A Peek Into Crisbee Cast Iron Seasoning

By Palmer Stuart (Son Of Mrs. & Mr. Crisbee)



Crisbee Cast Iron Seasoning is rooted, more than anything, as a dearly-held family business. The seed that would sprout the idea for Crisbee as a means to season and protect cast iron cookware, had been started while trying to find a solution to a health concern in our family. 
But first, a little background. 
Actually, before that, let me preface this by letting you know my mother or father have no idea I'm putting this on the website, so on the chance they want this removed, congratulations on reading this before it is taken down! 
(Disclaimer: This is a story of my family, by reading on you understand that I am not suggesting using cast iron can improve health or well-being. I am saying, it did with us.) I seek good people, and even so I have yet to meet anyone nearly as humbly generous as either of my parents. They both give more than they take, which is art to me. Ever since I can remember, my mother has been a die-hard blood donor; whether to routinely help those in need, or to add a little flavor boost to our smoothies. My father began metal detecting in quite a bit of his time of freedom in between weeks of work. None of us had the slightest of a thought that these two very separate practices would soon correlate, that he would find what she would soon be missing. 
He would find handfulls of old coins, and we would fascinate ourselves by bringing them through a time machine of restoration, uniting the metal blob today with the silver coin it was a century ago. 
The garage gradually shapeshifts into a much smaller garage, holding tanks for restoring tarnished metals, and buckets of to-be and has-been cleaned findings. 
Meanwhile, my mother is at the blood bank to make a deposit. She is denied. Strange, because she has always been phenomenally healthy. It turns out her iron levels are too low to donate blood. That was the focus of my massively generous mother when she told us her iron content was too low, not that it was unhealthy for her, but that she could not give blood. Iron-deficiency-driven anemia is fairly common and largely undiagnosed, at the time I write this. 

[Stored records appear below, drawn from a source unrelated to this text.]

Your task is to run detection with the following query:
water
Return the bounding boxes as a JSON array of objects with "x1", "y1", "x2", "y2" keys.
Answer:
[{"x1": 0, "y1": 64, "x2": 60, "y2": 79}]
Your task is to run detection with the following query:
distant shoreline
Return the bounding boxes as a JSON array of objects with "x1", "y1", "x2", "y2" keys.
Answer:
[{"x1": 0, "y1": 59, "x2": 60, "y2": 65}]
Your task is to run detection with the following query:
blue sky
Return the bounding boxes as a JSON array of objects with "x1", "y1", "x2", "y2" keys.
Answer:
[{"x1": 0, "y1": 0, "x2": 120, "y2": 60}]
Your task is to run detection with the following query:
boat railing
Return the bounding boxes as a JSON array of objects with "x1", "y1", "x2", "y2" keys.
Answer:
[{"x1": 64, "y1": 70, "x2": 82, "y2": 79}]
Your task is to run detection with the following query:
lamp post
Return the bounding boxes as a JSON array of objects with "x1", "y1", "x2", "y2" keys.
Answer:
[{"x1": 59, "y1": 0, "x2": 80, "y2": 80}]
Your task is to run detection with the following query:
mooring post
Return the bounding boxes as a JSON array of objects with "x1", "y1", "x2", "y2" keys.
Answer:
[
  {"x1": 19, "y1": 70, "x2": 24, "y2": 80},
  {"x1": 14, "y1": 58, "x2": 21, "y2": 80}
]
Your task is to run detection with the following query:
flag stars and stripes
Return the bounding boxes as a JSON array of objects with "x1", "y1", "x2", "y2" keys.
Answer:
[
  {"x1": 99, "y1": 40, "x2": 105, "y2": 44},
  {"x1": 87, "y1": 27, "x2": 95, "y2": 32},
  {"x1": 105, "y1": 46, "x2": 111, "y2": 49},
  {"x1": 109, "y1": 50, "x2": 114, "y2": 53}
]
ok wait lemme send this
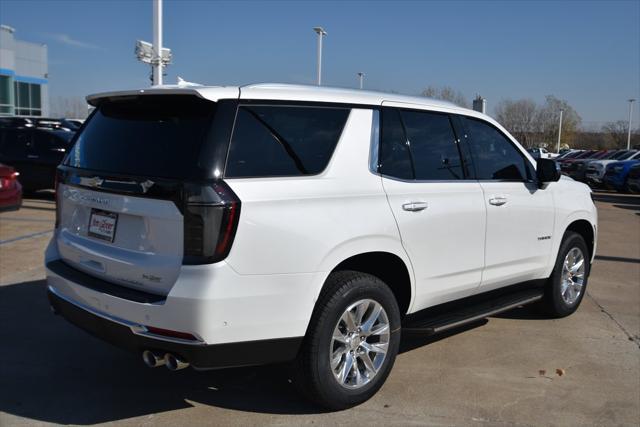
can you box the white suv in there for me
[45,84,597,409]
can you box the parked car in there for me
[0,126,75,191]
[568,150,633,182]
[60,119,84,131]
[555,149,583,160]
[0,163,22,211]
[626,163,640,193]
[585,150,640,186]
[0,116,81,132]
[558,149,597,173]
[45,84,597,410]
[527,147,558,159]
[603,159,640,192]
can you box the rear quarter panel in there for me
[224,108,413,304]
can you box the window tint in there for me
[462,117,530,181]
[225,105,349,178]
[66,95,216,179]
[0,129,29,158]
[34,130,69,151]
[400,110,463,180]
[379,108,413,179]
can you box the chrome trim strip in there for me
[47,285,206,346]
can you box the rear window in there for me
[225,105,350,178]
[65,95,216,179]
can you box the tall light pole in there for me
[313,27,327,86]
[556,109,564,153]
[357,72,365,89]
[627,99,636,150]
[152,0,163,85]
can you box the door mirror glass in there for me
[536,158,560,187]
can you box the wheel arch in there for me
[320,251,414,317]
[565,219,595,261]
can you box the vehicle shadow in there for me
[613,204,640,212]
[22,190,56,202]
[591,192,640,206]
[0,280,553,423]
[0,280,321,424]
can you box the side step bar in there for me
[403,288,544,335]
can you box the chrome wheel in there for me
[561,247,585,305]
[330,299,390,389]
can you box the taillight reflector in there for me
[146,326,198,341]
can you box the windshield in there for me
[65,95,217,179]
[615,151,634,160]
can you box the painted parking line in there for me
[0,229,53,245]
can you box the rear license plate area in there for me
[88,209,118,242]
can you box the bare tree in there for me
[50,96,90,119]
[601,120,630,148]
[421,85,468,108]
[534,95,581,147]
[494,99,537,147]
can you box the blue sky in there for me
[1,0,639,128]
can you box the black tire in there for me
[621,179,631,194]
[542,231,590,318]
[294,271,401,410]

After supplementing iron, she still did not have enough of an iron count to donate. My father, the man we call "Google King," begins hunting. He hunts for information, and then he hunts for cast iron skillets at our neighborhood thrift stores and flea markets. He does this very abruptly from the treasure hunting he had become acquainted to, and makes the shrinking garage grow with space and the diy restoration tanks triple in volume to make room for this vintage cast iron that is finding him. 

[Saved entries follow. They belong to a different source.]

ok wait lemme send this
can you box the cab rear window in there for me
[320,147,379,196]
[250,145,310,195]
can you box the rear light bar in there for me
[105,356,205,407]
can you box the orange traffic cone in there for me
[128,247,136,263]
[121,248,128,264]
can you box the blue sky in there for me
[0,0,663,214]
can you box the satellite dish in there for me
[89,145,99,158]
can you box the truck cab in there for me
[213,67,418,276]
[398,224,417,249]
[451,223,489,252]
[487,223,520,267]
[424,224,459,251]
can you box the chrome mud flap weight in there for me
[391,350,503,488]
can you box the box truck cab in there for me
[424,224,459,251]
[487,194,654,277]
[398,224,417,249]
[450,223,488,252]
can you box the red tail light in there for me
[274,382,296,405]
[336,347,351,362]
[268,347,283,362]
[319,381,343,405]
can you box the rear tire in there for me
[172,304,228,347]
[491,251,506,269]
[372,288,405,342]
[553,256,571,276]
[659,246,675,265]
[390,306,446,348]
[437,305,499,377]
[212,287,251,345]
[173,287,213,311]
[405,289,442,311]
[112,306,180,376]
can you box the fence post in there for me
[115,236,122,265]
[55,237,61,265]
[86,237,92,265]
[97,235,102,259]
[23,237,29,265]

I was mesmerized by seeing him put one aged skillet into the tank, and pulling out an entirely different one hours later, uniting the recently neglected iron with the gold coin it was a century ago. 
Seemingly immediately to this collection's birth, there is the birth of his experimentation with seasoning the cast iron cookware. Such beautiful twins. The twin born minutes first grows into a prestigious arrangement of cast iron cookware, the latter grows into becoming a refined blend of cast iron-shielding delicacy. 
The entire family eats more and more cast iron-bound meals. One ordinary morning, I recognize my elivening ability to lift cars clear above my head. Well, maybe that was just a dream I had. But, my mother's anemia? Gone. What a beautiful coincidence, eh? 
I'll never know the grand bliss this must have made my dad feel, because he is the type of superhero my mom is, the kind that serves great deeds without asking for the deeds to be discussed or honored. 
Benjamin Franklin said "either write something worth reading or do something worth writing," and I relay this glimpse of my family to you, in hopeful certainty that you fuel yourself to do either of those so we can continue evolving society into what I know it can be.